強引部長の独占ジェラシー
7、付き合っているのか?



翌日。
深いため息をつく暇もなく、私は会議室にやって来た。


今日は年に2度行われる全体会議の日であった。だだ広い会議室の中にスーツ姿の人が集合し、緊張感を纏いながら席につく。営業部も広報もデザイン部も全て集まるのはこの日だけだ。

普段着慣れていないスーツは気を引き締めるのには十分だけど、身体に張り付くようでとても着心地がいいとは言えなかった。

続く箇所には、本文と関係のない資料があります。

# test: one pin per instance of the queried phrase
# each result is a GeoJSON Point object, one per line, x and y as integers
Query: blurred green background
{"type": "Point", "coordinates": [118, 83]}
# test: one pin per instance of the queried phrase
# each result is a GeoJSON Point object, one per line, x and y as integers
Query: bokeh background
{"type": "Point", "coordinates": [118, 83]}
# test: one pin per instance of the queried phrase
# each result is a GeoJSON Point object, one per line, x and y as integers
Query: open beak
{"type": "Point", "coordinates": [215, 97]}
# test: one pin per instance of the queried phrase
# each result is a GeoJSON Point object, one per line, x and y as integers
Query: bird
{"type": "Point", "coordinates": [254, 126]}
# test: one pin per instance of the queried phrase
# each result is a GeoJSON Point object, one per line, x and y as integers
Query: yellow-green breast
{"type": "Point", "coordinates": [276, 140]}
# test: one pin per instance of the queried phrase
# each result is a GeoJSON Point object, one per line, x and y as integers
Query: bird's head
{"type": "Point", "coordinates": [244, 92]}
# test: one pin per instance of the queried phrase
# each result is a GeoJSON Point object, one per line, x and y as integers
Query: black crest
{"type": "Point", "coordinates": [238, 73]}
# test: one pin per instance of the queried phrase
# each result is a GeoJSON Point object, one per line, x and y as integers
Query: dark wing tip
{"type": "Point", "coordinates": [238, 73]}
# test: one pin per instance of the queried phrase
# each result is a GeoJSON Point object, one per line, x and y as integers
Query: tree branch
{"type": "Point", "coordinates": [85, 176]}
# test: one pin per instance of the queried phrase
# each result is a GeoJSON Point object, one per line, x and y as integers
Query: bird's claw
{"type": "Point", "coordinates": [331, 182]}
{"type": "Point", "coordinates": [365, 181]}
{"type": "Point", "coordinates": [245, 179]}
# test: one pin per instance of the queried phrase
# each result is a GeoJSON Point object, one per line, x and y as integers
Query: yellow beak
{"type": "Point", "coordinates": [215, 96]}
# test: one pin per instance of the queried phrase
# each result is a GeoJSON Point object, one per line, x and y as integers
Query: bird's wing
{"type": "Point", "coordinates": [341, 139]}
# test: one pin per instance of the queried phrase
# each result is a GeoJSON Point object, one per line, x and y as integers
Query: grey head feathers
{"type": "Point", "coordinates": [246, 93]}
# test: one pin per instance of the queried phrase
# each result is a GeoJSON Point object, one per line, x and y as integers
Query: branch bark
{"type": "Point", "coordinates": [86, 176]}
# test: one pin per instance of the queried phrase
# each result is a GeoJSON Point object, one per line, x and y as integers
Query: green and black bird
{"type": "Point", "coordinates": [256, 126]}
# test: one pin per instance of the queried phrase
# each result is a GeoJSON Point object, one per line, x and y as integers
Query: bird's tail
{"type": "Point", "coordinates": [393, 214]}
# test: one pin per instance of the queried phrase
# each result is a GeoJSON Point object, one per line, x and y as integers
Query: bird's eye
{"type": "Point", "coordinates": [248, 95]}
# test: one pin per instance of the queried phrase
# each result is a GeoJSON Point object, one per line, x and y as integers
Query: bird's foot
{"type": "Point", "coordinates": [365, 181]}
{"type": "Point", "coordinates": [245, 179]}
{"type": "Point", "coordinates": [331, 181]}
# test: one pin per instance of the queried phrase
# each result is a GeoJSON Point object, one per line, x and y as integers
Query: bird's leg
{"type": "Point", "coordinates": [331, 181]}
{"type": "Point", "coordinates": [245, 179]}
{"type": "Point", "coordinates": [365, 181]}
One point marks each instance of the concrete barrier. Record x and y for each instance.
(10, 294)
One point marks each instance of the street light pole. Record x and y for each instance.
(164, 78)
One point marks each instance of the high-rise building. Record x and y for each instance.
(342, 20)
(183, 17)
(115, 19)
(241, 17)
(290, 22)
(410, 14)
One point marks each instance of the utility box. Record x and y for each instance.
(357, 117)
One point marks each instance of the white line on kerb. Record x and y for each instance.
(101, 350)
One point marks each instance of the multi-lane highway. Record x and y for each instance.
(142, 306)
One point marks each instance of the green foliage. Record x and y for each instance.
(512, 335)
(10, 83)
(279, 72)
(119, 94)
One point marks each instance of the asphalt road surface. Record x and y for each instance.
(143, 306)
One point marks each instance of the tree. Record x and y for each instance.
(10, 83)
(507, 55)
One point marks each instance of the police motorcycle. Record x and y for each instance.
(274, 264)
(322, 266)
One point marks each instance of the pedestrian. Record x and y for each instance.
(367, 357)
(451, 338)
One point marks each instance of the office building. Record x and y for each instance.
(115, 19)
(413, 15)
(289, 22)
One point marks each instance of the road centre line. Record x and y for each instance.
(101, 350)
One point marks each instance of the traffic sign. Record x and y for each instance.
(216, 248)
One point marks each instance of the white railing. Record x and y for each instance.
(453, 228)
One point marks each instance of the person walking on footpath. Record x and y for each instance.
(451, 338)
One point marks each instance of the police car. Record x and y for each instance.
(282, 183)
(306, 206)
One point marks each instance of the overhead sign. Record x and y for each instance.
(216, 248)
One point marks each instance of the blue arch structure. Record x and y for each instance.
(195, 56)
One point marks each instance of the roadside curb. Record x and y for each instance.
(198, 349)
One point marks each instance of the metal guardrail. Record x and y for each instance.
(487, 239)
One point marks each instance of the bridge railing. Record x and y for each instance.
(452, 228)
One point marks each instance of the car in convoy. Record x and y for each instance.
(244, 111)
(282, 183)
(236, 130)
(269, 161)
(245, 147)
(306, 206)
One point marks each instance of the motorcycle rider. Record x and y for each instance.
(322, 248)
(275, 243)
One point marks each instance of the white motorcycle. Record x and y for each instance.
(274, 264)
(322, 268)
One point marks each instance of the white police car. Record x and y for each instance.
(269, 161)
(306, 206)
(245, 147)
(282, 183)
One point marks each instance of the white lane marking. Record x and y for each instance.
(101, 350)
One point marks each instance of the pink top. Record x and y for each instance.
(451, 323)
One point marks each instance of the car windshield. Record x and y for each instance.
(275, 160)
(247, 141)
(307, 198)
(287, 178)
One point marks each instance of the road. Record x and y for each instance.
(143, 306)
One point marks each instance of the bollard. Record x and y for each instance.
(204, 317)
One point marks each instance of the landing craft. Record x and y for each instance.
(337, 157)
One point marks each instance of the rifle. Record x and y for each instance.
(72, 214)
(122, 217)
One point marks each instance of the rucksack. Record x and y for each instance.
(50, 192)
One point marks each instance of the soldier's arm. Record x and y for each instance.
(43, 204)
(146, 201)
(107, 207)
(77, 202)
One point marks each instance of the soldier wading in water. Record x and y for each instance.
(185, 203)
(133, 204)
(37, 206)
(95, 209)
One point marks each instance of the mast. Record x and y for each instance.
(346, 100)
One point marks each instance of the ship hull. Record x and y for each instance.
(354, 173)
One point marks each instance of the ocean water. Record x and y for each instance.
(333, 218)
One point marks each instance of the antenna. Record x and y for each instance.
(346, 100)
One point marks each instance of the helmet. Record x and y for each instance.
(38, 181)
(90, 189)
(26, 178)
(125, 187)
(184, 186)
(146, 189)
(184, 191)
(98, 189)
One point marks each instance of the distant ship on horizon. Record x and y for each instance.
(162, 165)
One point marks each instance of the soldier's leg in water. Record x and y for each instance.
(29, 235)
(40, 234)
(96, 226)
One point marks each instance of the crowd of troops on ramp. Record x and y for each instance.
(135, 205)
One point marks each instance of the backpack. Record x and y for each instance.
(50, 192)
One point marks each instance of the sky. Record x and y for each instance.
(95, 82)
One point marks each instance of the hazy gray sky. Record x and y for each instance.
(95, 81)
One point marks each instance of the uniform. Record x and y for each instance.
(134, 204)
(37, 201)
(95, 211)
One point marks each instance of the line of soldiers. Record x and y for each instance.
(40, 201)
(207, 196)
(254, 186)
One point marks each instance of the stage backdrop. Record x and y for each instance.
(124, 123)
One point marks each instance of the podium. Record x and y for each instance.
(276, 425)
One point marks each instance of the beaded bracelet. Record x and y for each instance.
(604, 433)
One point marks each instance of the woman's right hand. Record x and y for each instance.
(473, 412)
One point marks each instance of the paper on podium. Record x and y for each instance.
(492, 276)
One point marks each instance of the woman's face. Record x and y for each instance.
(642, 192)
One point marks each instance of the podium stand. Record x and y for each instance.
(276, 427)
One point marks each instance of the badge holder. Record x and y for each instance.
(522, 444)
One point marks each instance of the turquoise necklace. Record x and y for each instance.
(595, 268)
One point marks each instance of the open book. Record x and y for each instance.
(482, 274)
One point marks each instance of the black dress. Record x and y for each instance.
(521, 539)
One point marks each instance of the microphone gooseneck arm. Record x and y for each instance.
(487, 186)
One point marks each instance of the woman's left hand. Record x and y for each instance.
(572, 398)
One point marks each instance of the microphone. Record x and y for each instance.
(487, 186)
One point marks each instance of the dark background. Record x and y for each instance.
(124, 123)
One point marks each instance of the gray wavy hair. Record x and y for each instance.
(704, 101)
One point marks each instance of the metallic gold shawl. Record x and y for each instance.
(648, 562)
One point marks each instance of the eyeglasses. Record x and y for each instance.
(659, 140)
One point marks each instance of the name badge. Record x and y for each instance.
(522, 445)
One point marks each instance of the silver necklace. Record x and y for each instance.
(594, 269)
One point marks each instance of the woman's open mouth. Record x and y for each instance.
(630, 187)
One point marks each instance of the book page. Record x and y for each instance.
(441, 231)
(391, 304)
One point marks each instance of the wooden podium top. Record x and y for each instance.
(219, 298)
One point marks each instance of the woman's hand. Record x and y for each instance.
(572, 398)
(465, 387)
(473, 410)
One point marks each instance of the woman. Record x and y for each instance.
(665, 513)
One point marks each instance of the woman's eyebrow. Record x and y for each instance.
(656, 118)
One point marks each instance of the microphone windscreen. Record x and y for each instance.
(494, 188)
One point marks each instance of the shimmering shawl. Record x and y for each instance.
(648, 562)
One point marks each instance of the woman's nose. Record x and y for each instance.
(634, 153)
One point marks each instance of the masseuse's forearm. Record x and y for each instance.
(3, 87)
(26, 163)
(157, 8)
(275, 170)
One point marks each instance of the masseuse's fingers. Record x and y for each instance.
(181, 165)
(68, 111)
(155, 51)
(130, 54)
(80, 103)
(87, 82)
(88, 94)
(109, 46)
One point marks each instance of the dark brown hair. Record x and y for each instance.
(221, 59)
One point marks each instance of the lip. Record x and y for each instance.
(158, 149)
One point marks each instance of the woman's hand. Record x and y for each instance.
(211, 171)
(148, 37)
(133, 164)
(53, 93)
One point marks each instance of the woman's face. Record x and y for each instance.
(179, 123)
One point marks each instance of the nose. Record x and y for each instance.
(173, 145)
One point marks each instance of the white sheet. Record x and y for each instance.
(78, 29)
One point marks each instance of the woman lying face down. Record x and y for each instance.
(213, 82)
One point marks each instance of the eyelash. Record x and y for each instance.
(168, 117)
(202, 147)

配られたレジュメに目を通す。緊張感漂う雰囲気の中、堂々と社長が入って来ると、同じように社長の後に続いて入って来た部長が片手でぴしゃりとドアを閉めた。2人が揃うと、周りの人の背筋が大きく伸びる。

大きなスクリーンに示されたパワーポイントを読み上げるのは部長で、その圧倒的存在感を前に私は存在を消すかのように視線を下げていた。


タイミングが悪い。


会いたくないと思う時に限ってこうなってしまうのだから。

向かいには、昨日告白されて逃げたままの河原くん、目の前には話を聞かれていて気まずくなった部長がいる。

部屋が薄暗く顔がしっかり見えないのが唯一の救いで、私は会社のデータが細密に書かれたレジュメを見つめ、部長の声を聞きながら考えていた。